Laki-laki itu selalu berada di sana mulai pukul sepuluh pagi dan pergi satu jam setelah jadwal pulang kantor. Selalu jam yang sama. Tidak pernah terlambat atau lebih awal meski hari itu hujan lebat. Dia turun dari bus arah timur lalu duduk diam di bangku besi bercat biru dengan pandangan lurus ke jalan. Sesekali dia menoleh ke kanan, seperti menunggu sesuatu, tetapi tidak menaiki satu pun bus yang berhenti di depannya.

“Dia sudah ada di situ, bahkan sejak saya bekerja di kantor ini dua tahun lalu,”kata Nina, rekan saya, saat memergoki saya tengah memandang ke luar jendela. Nina ikut memandang sebentar ke arah halte yang terlihat kecil dari lantai dua ini. Nina, teman satu divisi saya, berperawakan kecil, berpakaian serba kecil, dengan mata yang sering menyipit bila tertawa. Giginya juga kecil-kecil. Saya sering memperhatikan bentuk gigi-giginya itu. Nina suka sekali tertawa. Menertawakan apa saja, termasuk laki-laki yang tengah duduk di halte itu. Mungkin itu sebabnya Nina tidak terganggu dengan pertanyaan-pertanyaan yang selalu mengganggu saya, semisal, laki-laki itu tengah menunggu apa? Rumahnya di mana?

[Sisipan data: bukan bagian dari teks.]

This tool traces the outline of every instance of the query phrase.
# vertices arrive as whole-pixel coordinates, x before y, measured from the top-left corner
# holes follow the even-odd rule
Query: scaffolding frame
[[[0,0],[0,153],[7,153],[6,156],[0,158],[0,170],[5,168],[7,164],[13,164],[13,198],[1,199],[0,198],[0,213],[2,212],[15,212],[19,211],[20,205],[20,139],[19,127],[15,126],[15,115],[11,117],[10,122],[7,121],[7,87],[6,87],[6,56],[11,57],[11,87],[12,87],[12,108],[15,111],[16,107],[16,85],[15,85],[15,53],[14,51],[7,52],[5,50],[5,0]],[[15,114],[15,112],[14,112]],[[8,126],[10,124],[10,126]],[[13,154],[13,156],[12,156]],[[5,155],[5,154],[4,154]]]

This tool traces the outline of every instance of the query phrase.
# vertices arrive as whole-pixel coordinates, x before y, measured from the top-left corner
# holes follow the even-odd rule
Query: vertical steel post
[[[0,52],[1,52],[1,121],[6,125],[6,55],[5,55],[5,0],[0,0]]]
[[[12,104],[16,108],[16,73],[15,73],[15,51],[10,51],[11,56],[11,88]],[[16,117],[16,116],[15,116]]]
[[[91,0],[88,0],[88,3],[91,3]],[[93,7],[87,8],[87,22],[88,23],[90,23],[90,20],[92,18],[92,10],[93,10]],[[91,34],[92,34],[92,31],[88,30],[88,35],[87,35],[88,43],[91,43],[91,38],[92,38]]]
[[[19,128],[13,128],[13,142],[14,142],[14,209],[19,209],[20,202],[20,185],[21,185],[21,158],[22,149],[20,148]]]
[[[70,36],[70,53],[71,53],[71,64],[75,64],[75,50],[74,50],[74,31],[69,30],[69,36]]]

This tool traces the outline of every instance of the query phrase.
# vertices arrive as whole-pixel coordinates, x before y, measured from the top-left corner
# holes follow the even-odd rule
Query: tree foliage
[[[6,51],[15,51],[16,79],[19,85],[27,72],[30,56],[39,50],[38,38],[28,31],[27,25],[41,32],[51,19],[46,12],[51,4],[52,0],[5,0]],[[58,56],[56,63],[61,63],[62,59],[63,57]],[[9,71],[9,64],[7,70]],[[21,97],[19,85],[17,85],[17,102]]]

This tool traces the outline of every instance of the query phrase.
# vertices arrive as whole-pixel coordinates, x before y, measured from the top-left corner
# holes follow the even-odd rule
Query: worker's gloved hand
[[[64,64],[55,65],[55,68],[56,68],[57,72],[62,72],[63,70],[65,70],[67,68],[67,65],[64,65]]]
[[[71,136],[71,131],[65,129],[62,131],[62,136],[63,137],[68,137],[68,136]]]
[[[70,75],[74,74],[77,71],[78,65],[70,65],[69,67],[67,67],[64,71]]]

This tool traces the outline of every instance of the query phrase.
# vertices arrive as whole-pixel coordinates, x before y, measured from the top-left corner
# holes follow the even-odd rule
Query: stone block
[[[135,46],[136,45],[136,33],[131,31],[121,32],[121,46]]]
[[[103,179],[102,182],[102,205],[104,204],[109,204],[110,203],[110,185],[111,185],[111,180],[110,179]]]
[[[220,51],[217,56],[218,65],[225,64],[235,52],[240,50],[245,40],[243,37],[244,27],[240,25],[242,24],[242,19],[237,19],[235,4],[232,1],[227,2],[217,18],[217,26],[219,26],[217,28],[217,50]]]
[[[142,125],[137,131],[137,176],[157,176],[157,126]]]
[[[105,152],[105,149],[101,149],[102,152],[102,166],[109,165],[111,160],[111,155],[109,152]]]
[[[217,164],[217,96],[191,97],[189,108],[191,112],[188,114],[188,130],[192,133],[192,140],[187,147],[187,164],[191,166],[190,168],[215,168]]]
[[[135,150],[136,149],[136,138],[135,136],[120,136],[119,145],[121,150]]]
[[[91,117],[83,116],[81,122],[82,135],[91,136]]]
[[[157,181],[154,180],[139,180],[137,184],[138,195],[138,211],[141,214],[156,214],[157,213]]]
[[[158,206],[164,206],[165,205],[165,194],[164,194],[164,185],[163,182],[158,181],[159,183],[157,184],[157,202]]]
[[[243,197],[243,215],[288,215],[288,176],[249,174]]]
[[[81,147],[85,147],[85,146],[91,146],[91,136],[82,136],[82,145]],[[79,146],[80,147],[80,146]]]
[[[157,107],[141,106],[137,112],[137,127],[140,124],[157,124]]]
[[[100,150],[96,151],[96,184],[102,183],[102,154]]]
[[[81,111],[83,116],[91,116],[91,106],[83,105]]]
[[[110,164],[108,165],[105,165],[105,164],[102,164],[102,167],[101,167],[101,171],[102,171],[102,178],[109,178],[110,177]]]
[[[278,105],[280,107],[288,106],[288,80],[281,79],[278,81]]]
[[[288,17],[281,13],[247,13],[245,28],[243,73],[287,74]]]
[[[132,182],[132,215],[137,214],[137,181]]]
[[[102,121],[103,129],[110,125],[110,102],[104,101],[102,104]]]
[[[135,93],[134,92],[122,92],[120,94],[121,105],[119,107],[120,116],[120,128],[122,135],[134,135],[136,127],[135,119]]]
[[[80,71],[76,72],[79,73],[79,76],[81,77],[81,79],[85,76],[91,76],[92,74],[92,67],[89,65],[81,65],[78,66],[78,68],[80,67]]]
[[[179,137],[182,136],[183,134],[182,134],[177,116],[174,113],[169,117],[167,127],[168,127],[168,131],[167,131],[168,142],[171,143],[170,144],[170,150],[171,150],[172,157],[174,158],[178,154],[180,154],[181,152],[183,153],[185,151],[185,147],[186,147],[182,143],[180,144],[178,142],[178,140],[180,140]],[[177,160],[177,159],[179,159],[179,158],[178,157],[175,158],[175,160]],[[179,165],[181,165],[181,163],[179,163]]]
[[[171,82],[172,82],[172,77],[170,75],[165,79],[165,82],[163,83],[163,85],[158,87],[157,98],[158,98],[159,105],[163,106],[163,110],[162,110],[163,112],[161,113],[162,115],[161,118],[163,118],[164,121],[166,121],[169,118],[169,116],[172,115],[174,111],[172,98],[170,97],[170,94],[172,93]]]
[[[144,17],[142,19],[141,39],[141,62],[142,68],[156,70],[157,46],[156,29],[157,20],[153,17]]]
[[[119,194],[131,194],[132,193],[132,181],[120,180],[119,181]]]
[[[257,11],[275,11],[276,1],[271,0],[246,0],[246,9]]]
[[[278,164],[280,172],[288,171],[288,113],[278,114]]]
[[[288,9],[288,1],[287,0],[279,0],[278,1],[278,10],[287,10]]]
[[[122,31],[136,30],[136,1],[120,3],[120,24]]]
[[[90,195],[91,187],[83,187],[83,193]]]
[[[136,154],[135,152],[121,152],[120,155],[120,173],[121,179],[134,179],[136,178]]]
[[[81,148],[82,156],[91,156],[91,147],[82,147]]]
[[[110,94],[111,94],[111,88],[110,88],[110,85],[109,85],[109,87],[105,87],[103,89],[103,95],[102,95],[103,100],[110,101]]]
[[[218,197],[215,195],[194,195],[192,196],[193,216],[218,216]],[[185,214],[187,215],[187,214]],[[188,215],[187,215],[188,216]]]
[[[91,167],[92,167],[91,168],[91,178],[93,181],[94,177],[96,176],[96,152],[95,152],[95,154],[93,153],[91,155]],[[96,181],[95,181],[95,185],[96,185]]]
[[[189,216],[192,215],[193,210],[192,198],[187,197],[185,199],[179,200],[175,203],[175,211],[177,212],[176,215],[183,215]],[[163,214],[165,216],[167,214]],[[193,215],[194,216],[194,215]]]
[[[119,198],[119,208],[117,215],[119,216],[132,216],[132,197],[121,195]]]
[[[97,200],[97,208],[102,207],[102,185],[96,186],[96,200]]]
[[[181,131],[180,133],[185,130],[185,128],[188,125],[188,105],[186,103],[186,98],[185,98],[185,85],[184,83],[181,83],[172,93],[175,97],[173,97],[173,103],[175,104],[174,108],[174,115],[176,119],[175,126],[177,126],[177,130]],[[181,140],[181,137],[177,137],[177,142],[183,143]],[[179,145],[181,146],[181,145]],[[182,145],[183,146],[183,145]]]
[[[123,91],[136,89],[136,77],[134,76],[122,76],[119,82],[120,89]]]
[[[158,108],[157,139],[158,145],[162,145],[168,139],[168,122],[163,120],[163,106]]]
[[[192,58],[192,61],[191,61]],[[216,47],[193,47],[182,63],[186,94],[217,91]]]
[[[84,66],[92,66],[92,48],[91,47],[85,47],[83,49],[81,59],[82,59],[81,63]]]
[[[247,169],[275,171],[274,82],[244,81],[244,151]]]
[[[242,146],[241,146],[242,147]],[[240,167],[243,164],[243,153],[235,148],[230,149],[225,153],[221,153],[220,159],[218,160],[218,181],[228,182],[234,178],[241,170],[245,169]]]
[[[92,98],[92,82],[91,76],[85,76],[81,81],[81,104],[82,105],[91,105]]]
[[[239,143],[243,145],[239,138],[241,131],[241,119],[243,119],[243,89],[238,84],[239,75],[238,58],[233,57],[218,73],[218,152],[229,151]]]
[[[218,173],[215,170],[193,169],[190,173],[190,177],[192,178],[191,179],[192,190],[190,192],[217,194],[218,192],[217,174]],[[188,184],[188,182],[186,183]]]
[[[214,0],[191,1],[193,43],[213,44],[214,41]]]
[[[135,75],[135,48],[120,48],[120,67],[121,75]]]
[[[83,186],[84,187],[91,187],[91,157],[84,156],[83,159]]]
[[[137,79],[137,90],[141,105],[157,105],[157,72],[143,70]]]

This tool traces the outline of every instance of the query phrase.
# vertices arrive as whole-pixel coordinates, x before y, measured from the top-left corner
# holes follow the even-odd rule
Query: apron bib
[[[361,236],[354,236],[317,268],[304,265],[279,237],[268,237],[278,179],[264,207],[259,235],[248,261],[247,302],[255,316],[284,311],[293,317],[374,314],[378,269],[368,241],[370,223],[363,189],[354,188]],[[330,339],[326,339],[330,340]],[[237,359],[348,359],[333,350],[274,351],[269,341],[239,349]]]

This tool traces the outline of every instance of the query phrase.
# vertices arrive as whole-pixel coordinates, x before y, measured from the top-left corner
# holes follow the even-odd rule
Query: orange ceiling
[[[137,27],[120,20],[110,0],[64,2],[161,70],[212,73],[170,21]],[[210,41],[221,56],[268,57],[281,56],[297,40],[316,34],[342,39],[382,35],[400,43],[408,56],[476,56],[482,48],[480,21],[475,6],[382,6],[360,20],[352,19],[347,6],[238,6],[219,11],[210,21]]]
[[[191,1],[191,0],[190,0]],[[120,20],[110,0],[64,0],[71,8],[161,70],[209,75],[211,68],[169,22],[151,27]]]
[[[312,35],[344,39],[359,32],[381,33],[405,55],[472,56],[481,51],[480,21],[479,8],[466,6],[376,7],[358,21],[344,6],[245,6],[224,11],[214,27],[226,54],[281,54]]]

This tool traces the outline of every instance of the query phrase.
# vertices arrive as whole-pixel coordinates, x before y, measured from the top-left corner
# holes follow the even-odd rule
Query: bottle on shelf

“Kemungkinan besar dia gila. Ditinggal pacar atau kehilangan orang tua, anak, atau anjing peliharaannya. Ya, trauma semacam itu,” ujar Evan dengan enteng ketika saya bertanya tentang laki-laki itu, suatu hari, pada jam makan siang di rumah makan cepat saji di sebelah kantor kami.

“Tidak usah terlalu dipikirkan,”imbuhnya lagi ketika melihat alis sebelah kanan saya lebih tinggi dari posisi alis sebelah kiri. Lalu Evan pura-pura sibuk menghabiskan ayam goreng di piringnya. Saya tidak mendengar obrolan Evan lagi, terus memandang ke luar jendela. Dia tidak terlihat dari tempat ini. Saya berpikir, apa dia tidak merasa lapar?

“Orang gila tidak pernah merasa lapar,”ucap Evan ketika kami berkerumun di depan ruang rapat sehabis weekly briefing, beberapa hari setelah acara makan siang itu. Seperti biasa, Nina tertawa. Mendengar tawa Nina, Evan lebih bersemangat menunjukkan kemampuannya melucu. Saya memilih kembali ke meja. Semenjak itu, saya selalu mencari-cari alasan bila Evan mengajak saya keluar makan siang.

Jam makan siang berikutnya, saya memesan dua bungkus burger dan dua cup minuman soda. Saya keluar dari rumah makan cepat saji itu sambil menenteng kantong plastik berisi pesanan saya. Saya menyeberang lalu berjalan ke arah laki-laki itu. Dari gedung kantor mungkin Evan bisa melihat saya duduk di sampingnya dan menawarkan satu burger dan satu cup minuman soda. Tapi tadi saya sempat mendengar Nina mengajak Evan makan di luar. Laki-laki itu menoleh lalu menerima pemberian saya. Dia tidak menggangguk atau mengucapkan terima kasih. Kebetulan saya juga tidak menginginkannya.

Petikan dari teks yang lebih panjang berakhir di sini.